Cette décision s’inscrit dans une escalade verbale et judiciaire entre le camp Tshisekedi et l’ancien président. Depuis Kinshasa jusqu’aux provinces en crise du Nord-Kivu, le pouvoir central instrumentalise-t-il la menace sécuritaire pour éliminer un rival politique ? La concomitance entre cette suspension et l’instruction judiciaire ouverte par le ministre de la Justice Constant Mutamba nourrit les spéculations. Certains y verront une tentative de verrouillage du jeu politique à travers une judiciarisation ciblée.
Le communiqué ministériel ne se contente pas de mesures administratives : la saisine prochaine de la Cour constitutionnelle ouvre un front juridique redoutable. En transformant une rivalité politique en litige constitutionnel, le gouvernement joue sur plusieurs tableaux. D’un côté, il répond aux critiques sur la gestion du dossier sécuritaire à l’Est en désignant un bouc émissaire de choix. De l’autre, il tente de délégitimer définitivement un acteur clé de la scène politique congolaise.
Mais cette stratégie du tout-répressif ne risque-t-elle pas de se retourner contre ses initiateurs ? En ciblant directement l’« autorité morale » du PPRD plutôt que ses structures, le ministère de l’Intérieur donne à Joseph Kabila le rôle de martyr politique. La référence aux « obligations des partis politiques de veiller à la consolidation de l’unité nationale » sonne comme un rappel à l’ordre républicain, mais pourrait être perçue comme un instrument de censure déguisée.

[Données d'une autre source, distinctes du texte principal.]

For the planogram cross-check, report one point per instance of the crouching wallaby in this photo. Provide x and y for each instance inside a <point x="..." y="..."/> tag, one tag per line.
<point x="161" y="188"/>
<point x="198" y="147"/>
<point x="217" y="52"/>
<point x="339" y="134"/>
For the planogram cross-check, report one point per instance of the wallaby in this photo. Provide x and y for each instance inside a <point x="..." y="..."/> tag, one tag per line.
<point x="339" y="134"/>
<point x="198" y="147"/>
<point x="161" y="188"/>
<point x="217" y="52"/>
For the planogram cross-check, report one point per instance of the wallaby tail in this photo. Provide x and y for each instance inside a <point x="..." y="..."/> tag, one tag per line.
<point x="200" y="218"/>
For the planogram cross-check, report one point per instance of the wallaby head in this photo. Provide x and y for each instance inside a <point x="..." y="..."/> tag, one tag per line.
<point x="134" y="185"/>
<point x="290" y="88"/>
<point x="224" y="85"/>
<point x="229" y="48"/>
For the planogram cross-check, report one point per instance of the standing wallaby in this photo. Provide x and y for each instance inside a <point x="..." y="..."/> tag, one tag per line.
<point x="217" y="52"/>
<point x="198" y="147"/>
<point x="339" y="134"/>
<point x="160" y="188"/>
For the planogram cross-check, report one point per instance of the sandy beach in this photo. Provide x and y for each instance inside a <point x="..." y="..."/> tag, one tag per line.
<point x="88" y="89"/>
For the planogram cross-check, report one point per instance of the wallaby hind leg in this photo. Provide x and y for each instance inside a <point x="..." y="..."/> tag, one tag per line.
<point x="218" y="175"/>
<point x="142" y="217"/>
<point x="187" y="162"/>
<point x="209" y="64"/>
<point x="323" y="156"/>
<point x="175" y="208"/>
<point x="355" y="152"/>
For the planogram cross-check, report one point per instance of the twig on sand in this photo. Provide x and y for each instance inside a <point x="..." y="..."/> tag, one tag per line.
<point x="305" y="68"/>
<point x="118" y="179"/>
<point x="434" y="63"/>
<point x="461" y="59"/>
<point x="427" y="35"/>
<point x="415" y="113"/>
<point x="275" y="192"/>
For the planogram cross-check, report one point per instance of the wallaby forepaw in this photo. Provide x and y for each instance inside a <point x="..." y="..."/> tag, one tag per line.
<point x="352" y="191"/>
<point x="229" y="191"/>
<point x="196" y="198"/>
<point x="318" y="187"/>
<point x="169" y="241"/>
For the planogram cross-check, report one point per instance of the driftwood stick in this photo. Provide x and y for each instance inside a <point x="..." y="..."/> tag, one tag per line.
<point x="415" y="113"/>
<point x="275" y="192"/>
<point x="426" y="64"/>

L’utilisation du levier sécuritaire dans ce règlement de comptes politique interpelle. Alors que Goma reste au cœur de l’actualité régionale avec la recrudescence des combats, la mention de la sécurité de l’ancien président dans cette ville sous influence rebelle jette une lumière crue sur les ambiguïtés du conflit. Le gouvernement congolais réussira-t-il à convaincre l’opinion publique de la réalité de ces « accointances » entre Kabila et le M23, ou alimente-t-il ainsi de nouvelles controverses ?

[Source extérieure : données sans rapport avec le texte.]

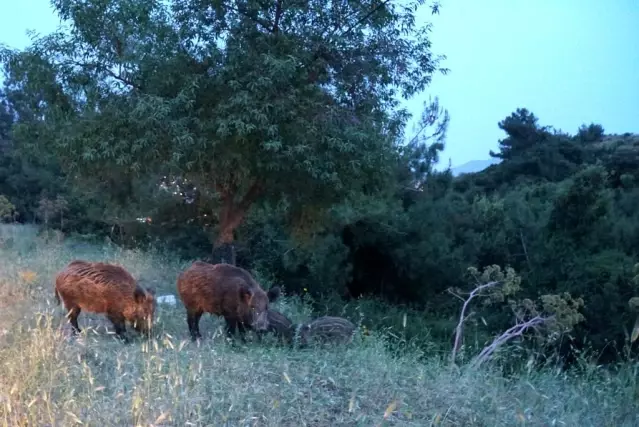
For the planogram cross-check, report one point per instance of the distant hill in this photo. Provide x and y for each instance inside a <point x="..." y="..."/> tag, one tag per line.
<point x="473" y="166"/>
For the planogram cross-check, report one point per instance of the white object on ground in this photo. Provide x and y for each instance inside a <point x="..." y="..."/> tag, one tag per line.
<point x="167" y="299"/>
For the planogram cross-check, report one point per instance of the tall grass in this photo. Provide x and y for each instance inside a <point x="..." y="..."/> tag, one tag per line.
<point x="48" y="377"/>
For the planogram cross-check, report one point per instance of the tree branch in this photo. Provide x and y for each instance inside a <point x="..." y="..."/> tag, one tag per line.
<point x="462" y="317"/>
<point x="509" y="334"/>
<point x="278" y="16"/>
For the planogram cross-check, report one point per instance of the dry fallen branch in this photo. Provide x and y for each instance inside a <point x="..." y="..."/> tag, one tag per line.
<point x="462" y="317"/>
<point x="514" y="331"/>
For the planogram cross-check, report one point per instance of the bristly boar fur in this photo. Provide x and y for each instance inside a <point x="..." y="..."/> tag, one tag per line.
<point x="280" y="325"/>
<point x="224" y="290"/>
<point x="326" y="329"/>
<point x="105" y="288"/>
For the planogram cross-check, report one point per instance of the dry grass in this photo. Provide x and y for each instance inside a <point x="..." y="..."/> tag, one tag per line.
<point x="49" y="378"/>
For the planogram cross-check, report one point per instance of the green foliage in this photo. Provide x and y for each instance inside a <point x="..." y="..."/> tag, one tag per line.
<point x="7" y="210"/>
<point x="246" y="101"/>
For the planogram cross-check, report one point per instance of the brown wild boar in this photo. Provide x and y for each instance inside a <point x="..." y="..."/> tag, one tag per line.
<point x="326" y="329"/>
<point x="105" y="288"/>
<point x="280" y="325"/>
<point x="224" y="290"/>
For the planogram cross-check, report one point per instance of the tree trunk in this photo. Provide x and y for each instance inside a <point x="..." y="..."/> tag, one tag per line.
<point x="230" y="218"/>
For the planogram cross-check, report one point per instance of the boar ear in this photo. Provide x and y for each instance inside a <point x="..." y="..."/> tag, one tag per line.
<point x="274" y="293"/>
<point x="245" y="293"/>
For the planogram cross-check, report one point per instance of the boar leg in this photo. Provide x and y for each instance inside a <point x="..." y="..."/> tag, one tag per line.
<point x="73" y="319"/>
<point x="193" y="320"/>
<point x="232" y="325"/>
<point x="242" y="330"/>
<point x="119" y="325"/>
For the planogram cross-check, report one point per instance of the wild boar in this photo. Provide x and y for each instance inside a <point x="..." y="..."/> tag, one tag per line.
<point x="105" y="288"/>
<point x="224" y="290"/>
<point x="326" y="329"/>
<point x="280" y="325"/>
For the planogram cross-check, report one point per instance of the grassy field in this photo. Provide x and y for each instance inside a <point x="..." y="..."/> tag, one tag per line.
<point x="48" y="378"/>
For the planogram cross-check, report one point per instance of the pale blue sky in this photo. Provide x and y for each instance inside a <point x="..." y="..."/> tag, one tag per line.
<point x="568" y="61"/>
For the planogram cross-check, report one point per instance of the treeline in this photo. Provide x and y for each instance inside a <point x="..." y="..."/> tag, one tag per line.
<point x="276" y="146"/>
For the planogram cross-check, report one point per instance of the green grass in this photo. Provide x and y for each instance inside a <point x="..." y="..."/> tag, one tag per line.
<point x="49" y="378"/>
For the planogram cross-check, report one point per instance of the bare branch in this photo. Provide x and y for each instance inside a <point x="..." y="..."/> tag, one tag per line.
<point x="513" y="332"/>
<point x="462" y="317"/>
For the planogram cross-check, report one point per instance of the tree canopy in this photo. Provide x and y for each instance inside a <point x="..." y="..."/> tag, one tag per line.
<point x="285" y="102"/>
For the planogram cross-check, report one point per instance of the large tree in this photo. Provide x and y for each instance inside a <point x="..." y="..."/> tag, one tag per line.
<point x="292" y="101"/>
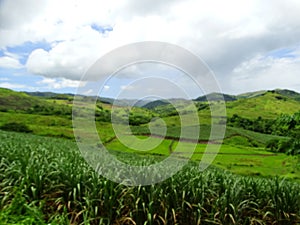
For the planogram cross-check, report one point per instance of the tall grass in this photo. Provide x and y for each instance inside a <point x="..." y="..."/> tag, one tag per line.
<point x="45" y="180"/>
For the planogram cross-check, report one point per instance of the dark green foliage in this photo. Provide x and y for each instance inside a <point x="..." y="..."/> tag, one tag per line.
<point x="154" y="104"/>
<point x="55" y="181"/>
<point x="17" y="127"/>
<point x="216" y="97"/>
<point x="258" y="125"/>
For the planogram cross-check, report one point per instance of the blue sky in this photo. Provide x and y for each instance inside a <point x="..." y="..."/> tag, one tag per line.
<point x="249" y="46"/>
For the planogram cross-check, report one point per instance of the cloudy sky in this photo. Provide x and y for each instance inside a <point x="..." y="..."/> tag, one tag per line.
<point x="249" y="45"/>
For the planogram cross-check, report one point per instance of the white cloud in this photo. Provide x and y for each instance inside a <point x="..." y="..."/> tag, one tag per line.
<point x="59" y="83"/>
<point x="10" y="63"/>
<point x="12" y="85"/>
<point x="262" y="73"/>
<point x="223" y="33"/>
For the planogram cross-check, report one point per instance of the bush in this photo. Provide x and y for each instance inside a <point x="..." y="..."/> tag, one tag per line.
<point x="14" y="126"/>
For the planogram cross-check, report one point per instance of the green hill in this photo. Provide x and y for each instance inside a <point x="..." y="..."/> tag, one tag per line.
<point x="267" y="105"/>
<point x="216" y="97"/>
<point x="11" y="100"/>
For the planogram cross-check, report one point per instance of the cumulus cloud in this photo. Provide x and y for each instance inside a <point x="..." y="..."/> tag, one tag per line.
<point x="59" y="83"/>
<point x="225" y="34"/>
<point x="12" y="85"/>
<point x="266" y="73"/>
<point x="10" y="63"/>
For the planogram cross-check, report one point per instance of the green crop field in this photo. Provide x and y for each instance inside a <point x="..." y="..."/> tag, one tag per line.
<point x="45" y="180"/>
<point x="254" y="178"/>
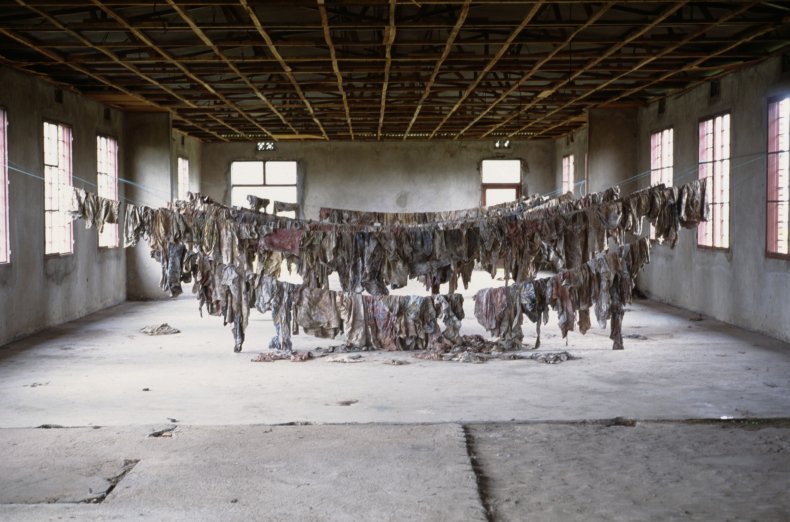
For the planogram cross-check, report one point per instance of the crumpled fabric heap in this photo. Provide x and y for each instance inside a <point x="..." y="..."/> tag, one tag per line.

Cette crise révèle les fractures profondes d’une classe politique congolaise en pleine recomposition. Alors que la décentralisation reste un chantier crucial pour la stabilité du pays, l’arme administrative devient un outil de centralisation du pouvoir. Les prochains jours s’annoncent décisifs : la réaction du PPRD, la position de la Cour constitutionnelle et l’évolution du dossier judiciaire contre Kabila dessineront l’équilibre des forces à l’aube des élections de 2026.